Why do I not get a standard normal random variable after applying central limit theorem?

Question

Suppose that $S_n = \sum_{i=1}^n X_i$, where $X_i$ has $ P(X_i = 1) = P(X_i = -1 ) = 1/2$.

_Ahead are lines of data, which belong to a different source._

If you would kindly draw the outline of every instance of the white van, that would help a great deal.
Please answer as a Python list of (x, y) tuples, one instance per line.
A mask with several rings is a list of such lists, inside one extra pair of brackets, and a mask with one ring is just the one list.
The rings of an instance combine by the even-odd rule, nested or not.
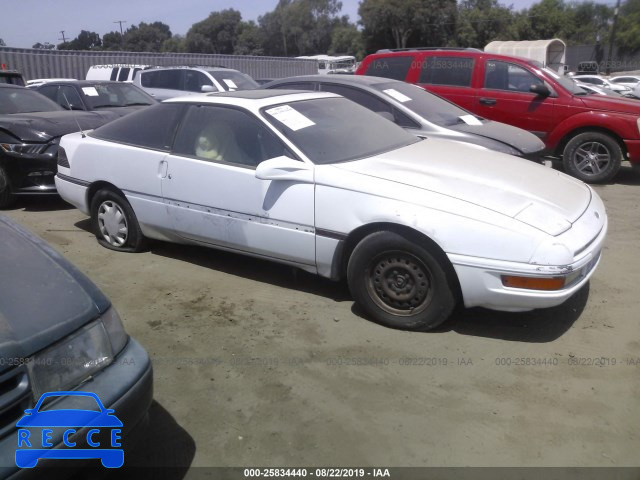
[(87, 80), (111, 80), (114, 82), (133, 82), (140, 70), (149, 65), (131, 65), (115, 63), (109, 65), (92, 65), (87, 72)]

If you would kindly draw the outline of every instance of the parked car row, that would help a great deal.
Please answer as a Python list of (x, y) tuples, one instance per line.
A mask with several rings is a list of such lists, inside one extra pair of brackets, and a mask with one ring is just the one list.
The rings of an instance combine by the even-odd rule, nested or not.
[(387, 50), (366, 57), (356, 74), (413, 83), (479, 117), (528, 130), (585, 182), (612, 180), (622, 160), (640, 165), (640, 102), (587, 95), (533, 60), (474, 49)]

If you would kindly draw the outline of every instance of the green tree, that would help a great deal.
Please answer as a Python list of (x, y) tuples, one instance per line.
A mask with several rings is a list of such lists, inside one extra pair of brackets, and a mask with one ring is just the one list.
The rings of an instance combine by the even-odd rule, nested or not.
[(36, 50), (53, 50), (56, 48), (56, 46), (53, 43), (49, 42), (37, 42), (31, 48), (35, 48)]
[(82, 30), (73, 40), (59, 44), (58, 50), (100, 50), (100, 47), (102, 47), (100, 35)]
[(171, 38), (169, 25), (162, 22), (133, 25), (124, 32), (122, 49), (127, 52), (160, 52)]
[(353, 55), (356, 58), (364, 58), (365, 50), (362, 33), (355, 25), (336, 27), (331, 34), (331, 46), (327, 53), (329, 55)]
[(102, 36), (102, 49), (118, 51), (124, 49), (122, 40), (123, 35), (120, 32), (109, 32)]
[(335, 28), (348, 24), (340, 17), (338, 0), (279, 0), (276, 8), (258, 18), (265, 53), (315, 55), (331, 47)]
[(185, 53), (187, 52), (187, 42), (183, 35), (174, 35), (162, 44), (163, 52)]
[(484, 48), (494, 40), (515, 40), (514, 18), (511, 7), (498, 0), (464, 0), (458, 8), (456, 44)]
[(242, 15), (234, 9), (211, 12), (204, 20), (194, 23), (187, 32), (189, 52), (232, 54), (238, 40)]
[(0, 47), (6, 47), (7, 44), (4, 43), (4, 40), (0, 38)]
[(624, 53), (640, 49), (640, 0), (627, 0), (620, 8), (616, 45)]
[(567, 24), (561, 38), (572, 45), (606, 43), (611, 31), (613, 8), (592, 1), (575, 3), (567, 10)]
[(515, 20), (519, 40), (547, 40), (562, 37), (571, 21), (563, 0), (542, 0), (523, 10)]
[(254, 21), (240, 22), (235, 55), (264, 55), (262, 31)]

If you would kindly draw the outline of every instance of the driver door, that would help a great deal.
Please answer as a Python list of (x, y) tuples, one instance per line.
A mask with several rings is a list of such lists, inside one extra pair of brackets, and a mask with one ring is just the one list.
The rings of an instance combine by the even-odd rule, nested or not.
[(257, 165), (295, 158), (249, 112), (193, 105), (164, 160), (162, 195), (185, 239), (315, 265), (314, 184), (260, 180)]

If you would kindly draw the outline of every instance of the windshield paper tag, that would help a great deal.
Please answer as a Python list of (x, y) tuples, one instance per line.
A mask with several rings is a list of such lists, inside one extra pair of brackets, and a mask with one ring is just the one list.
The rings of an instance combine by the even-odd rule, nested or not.
[(99, 97), (100, 94), (96, 90), (96, 87), (82, 87), (82, 91), (88, 97)]
[(278, 120), (280, 123), (284, 123), (285, 126), (289, 127), (294, 132), (303, 128), (310, 127), (311, 125), (315, 125), (314, 122), (309, 120), (297, 110), (291, 108), (289, 105), (270, 108), (269, 110), (267, 110), (267, 113)]
[(482, 122), (473, 115), (461, 115), (460, 120), (462, 120), (467, 125), (482, 125)]
[(238, 89), (238, 86), (236, 85), (236, 82), (234, 82), (233, 80), (231, 80), (229, 78), (223, 78), (222, 81), (227, 84), (227, 87), (233, 88), (234, 90)]
[(394, 90), (393, 88), (383, 90), (383, 92), (402, 103), (411, 101), (410, 97), (407, 97), (404, 93), (400, 93), (399, 91)]

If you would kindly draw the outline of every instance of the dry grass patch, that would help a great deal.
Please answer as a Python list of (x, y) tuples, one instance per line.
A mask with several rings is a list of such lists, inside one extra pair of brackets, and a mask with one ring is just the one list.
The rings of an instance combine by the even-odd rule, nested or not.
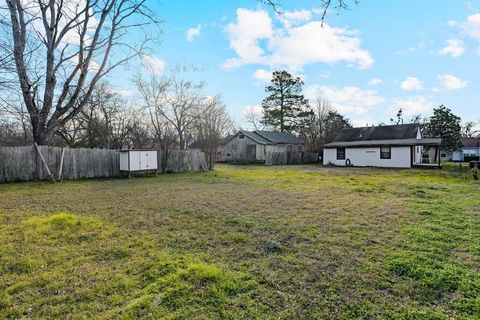
[(0, 186), (0, 318), (475, 319), (480, 187), (218, 166)]

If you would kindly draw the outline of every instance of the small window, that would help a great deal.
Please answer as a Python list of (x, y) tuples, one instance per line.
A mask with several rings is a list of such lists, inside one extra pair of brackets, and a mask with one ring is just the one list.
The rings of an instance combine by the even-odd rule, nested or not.
[(302, 151), (302, 146), (298, 146), (298, 151)]
[(442, 153), (442, 158), (446, 158), (447, 157), (447, 154), (446, 153)]
[(337, 160), (345, 160), (345, 148), (337, 148)]
[(392, 148), (381, 147), (380, 148), (380, 159), (391, 159), (391, 158), (392, 158)]
[(238, 135), (238, 139), (240, 139), (240, 140), (245, 139), (245, 135), (244, 135), (243, 133), (240, 133), (240, 134)]

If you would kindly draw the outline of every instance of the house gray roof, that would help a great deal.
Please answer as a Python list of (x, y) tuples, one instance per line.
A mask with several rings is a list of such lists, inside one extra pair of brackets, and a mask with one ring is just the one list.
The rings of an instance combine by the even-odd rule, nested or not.
[(439, 146), (442, 143), (440, 138), (429, 139), (389, 139), (389, 140), (367, 140), (367, 141), (338, 141), (324, 145), (324, 148), (338, 147), (377, 147), (377, 146)]
[(254, 131), (257, 135), (260, 135), (274, 144), (303, 144), (304, 141), (297, 138), (295, 135), (288, 132), (275, 132), (275, 131)]
[(234, 136), (238, 135), (239, 133), (243, 133), (250, 139), (254, 140), (259, 144), (303, 144), (303, 140), (300, 138), (295, 137), (295, 135), (288, 133), (288, 132), (274, 132), (274, 131), (246, 131), (240, 130), (235, 135), (224, 139), (222, 143), (229, 141)]
[(418, 124), (343, 129), (334, 142), (416, 139)]
[(255, 131), (245, 131), (245, 130), (240, 130), (239, 133), (243, 133), (250, 139), (260, 143), (260, 144), (272, 144), (271, 141), (267, 140), (266, 138), (262, 137), (261, 135), (257, 134)]
[(480, 138), (462, 138), (464, 148), (480, 148)]

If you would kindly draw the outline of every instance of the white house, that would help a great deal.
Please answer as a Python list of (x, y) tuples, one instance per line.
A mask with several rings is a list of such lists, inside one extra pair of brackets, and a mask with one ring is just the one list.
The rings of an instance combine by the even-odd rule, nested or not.
[[(424, 139), (417, 124), (344, 129), (323, 150), (323, 164), (412, 168), (440, 167), (441, 139)], [(436, 159), (428, 150), (436, 148)]]
[(480, 160), (480, 137), (462, 138), (462, 148), (453, 152), (442, 152), (442, 161)]
[(288, 132), (246, 131), (224, 139), (218, 148), (218, 161), (263, 163), (267, 152), (305, 151), (302, 139)]

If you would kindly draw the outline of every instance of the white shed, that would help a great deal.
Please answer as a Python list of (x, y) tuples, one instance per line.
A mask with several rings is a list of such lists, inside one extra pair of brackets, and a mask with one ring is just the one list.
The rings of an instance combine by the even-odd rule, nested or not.
[(120, 171), (158, 170), (156, 150), (124, 150), (120, 151)]

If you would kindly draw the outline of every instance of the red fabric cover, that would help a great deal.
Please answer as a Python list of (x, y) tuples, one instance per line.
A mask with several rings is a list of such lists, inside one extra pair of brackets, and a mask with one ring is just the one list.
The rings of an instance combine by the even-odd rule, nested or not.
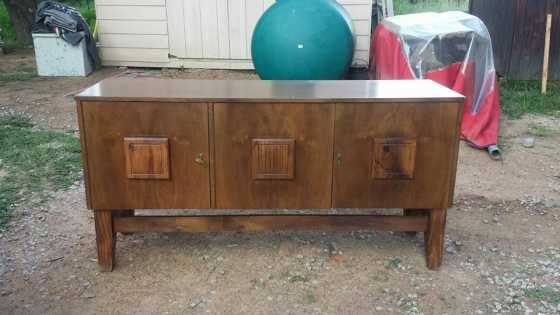
[[(375, 40), (373, 40), (375, 38)], [(401, 42), (395, 34), (380, 24), (371, 40), (370, 72), (372, 80), (413, 80), (416, 79), (401, 49)], [(374, 66), (373, 66), (374, 65)]]
[[(400, 39), (383, 25), (375, 30), (371, 42), (370, 79), (406, 80), (415, 76), (404, 56)], [(433, 80), (465, 96), (461, 138), (476, 147), (486, 148), (498, 143), (500, 122), (500, 91), (497, 81), (488, 95), (484, 95), (478, 113), (473, 114), (471, 107), (474, 97), (474, 69), (469, 63), (464, 66), (458, 62), (425, 73), (426, 79)]]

I am trying to use central limit theorem to calculate $$\lim_{n \to \infty} P\left(S_n < \frac{1}{3} \sqrt{n}\right)$$

My attempt is that: $E(S_n) = 0$ and $\operatorname{Var}(S_n) = n$, hence $$\lim_{n \to \infty} P\left(S_n < \frac{1}{3} \sqrt{n}\right) = \lim_{n \to \infty} P\left(\frac{S_n - n\mu}{\sigma\sqrt{n}}< \frac{\frac{1}{3} \sqrt{n} - n\mu}{\sigma \sqrt{n}}\right) = \lim_{n \to \infty} P\left(\frac{S_n}{n} < \frac{\sqrt{n}}{3n}\right) = 0.5$$

Do I use CLT correctly? Why is $\frac{S_n}{n}$ not a standard normal random variable?

Answer 1

I see what the problem is. In the formula of central limit theorem, $\mu$ and $\sigma$ are $X_i$'s mean and variance but not $S_n$'s mean and variance.

Answer 2

It is obvious that $\operatorname{E}[S_n] = 0$. For the variance, since the $X_i$ are independent,

$$\begin{align} \operatorname{Var}[S_n] &\overset{\text{ind}}{=} \sum_{i=1}^n \operatorname{Var}[X_i] \\ &= n \operatorname{Var}[X_1] \\ &= n \left((1 - 0)^2 \Pr[X_1 = 1] + (-1-0)^2 \Pr[X_1 = -1]\right) \\ &= n. \end{align}$$ Then $$\begin{align} \Pr\left[S_n \le \frac{\sqrt{n}}{3}\right] &= \Pr\left[\frac{S_n - \operatorname{E}[S_n]}{\sqrt{\operatorname{Var}[S_n]}} \le \frac{\sqrt{n}/3 - 0}{\sqrt{n}} \right] = \Pr\left[\frac{S_n - \operatorname{E}[S_n]}{\sqrt{\operatorname{Var}[S_n]}} \le \frac{1}{3} \right]. \end{align}$$ As $n \to \infty$, $$\frac{S_n - \operatorname{E}[S_n]}{\sqrt{\operatorname{Var}[S_n]}} \to Z$$ where $Z \sim \operatorname{Normal}(0,1)$ is a standard normal random variable; hence $$\lim_{n \to \infty} \Pr\left[S_n \le \frac{\sqrt{n}}{3}\right] = \Pr[Z \le 1/3].$$

If you don't like the application of the CLT in this manner, you can also do it on the sample mean instead of the sample total; i.e., define $$\bar X_n = \frac{S_n}{n}$$ and we have

$$\Pr\left[S_N \le \frac{\sqrt{n}}{3}\right] = \Pr\left[\bar X_n \le \frac{1}{3\sqrt{n}}\right] = \Pr\left[\frac{\bar X_n - \operatorname{E}[\bar X_n]}{\sqrt{\operatorname{Var}[\bar X_n]}} \le \frac{\frac{1}{3 \sqrt{n}} - 0}{\sqrt{\frac{1}{n}}}\right],$$

since the variance of $\bar X_n$ is simply $\frac{1}{n^2} \operatorname{Var}[S_n] = \frac{1}{n}$.